Have you considered adding expanding_… methods to the existing checked, unchecked, and saturating that returns a type with bounds large enough to cover the entire output domain of the operation?

1 Like

This is my holy grail for a numeric type system. It'd be hard to represent in Rust today, but I'd love to just have Integer<MIN, MAX> with some sort of only-allowed-at-compile-time infinite-precision value for the bounds, where the compiler would just pick a reasonable backing store.

Then all the operators would just work without you ever needing to think about overflow behaviour, and questions about overflow would happen only at the end when you need to pass them to or store them in something with a restricted range, where you'd have the usual complement of into (for widening), try_into, saturating_into, wrapping_into, etc.

That way you'd never need to worry about whether a + b - c should really be a + (b - c) or b + (a - c) and stuff like that. And LLVM already knows to convert (x as u32 + y as u32) as u16 to x as u16 + y as u16 (in release where it's wrapping), so having the larger intermediate results would be zero-cost in the sense that if you didn't actually use the larger intermediate results then it wouldn't be more expensive than the normal way.

(There are a couple things that we be awkward with such things, like trying to do a for (int i = 0; i < n; i = i + 1) loop, but that's ok because we already discourage that, and we could have Integer<MIN, MAX>: Step so that for i in 0..n works for these types without exposing the unsafe dances need to implement that kind of thing.)

5 Likes

This is pretty much exactly what I'd like to see eventually. It would "just work" and would trivially have niche value optimization, which is a great benefit to top it off. If I could implement it in user code, I would, but it's simply not possible.

2 Likes

If you felt like taking on a(nother) project, I think the first plausible lang step here is actually figuring out how to have compile-time unbounded integers for use in const generics.

Right now you have to pick which limited-size integer type to use, and for a bunch of stuff there just isn't a good answer. It would be really cool to not have to choose for things that aren't runtime values anyway. And that'd be useful & stabilizable independently from the bigger project of ranged integers.

Proper ranged integers is on my list of things to do, but it's quite low priority.

I actually don't think it would be terribly difficult to have unbounded integers in const generics. The parser already handles any number of digits, and the compiler has a bigint type (as library code).

1 Like

Do you have any example code that uses it?

That uses what?

Sorry, I should have been more clear. Have you written anything that uses deranged?

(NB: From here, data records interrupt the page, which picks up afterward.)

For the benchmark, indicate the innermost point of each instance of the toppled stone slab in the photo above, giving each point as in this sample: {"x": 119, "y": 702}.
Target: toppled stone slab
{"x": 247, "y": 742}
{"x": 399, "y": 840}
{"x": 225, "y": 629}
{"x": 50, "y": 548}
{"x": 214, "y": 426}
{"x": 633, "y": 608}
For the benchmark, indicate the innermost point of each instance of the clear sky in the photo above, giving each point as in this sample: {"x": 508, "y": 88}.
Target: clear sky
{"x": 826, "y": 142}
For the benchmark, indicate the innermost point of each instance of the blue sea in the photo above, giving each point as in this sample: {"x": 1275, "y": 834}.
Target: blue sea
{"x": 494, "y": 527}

I have experimentally used it with time, but nothing that was ever committed or published.

I would add that a good example of the holy grail here would be Zig's primitive types e.g. u1 , u2, u3, etc. all which can be efficiently packed if a struct is marked to do so.

In addition to the integer types above, arbitrary bit-width integers can be referenced by using an identifier of i or u followed by digits. For example, the identifier i7 refers to a signed 7-bit integer. The maximum allowed bit-width of an integer type is 65535.

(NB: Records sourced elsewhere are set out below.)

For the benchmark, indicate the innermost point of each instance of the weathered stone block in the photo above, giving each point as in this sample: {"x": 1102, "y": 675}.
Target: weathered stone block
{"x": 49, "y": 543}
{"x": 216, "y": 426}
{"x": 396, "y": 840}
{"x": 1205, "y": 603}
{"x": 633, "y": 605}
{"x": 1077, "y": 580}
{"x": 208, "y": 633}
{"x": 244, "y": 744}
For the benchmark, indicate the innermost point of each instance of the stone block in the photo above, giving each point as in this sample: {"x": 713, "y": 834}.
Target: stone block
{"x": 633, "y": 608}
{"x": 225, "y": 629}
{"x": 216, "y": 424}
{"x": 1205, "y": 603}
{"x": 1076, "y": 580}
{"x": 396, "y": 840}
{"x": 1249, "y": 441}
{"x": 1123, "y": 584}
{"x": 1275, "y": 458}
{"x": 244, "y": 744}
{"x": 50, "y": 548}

I disagree, actually, because those are just modulo-a-power-of-two, and have all the same overflow problems. The point of my "holy grail" post is in things expanding to the the extent necessary to never have overflow issues, but not more. And because of the careful bounds on the types, there's also infallible divide-by-zero for types with a lower bound above zero -- but all those zig types include 0.

We could add u1, u2, etc to Rust relatively easily. After all, LLVM already supports i1 though i8388608 (although backends probably don't have great support for them, as seen when we added i128 & u128 to Rust).

3 Likes

This topic was automatically closed 90 days after the last reply. New replies are no longer allowed.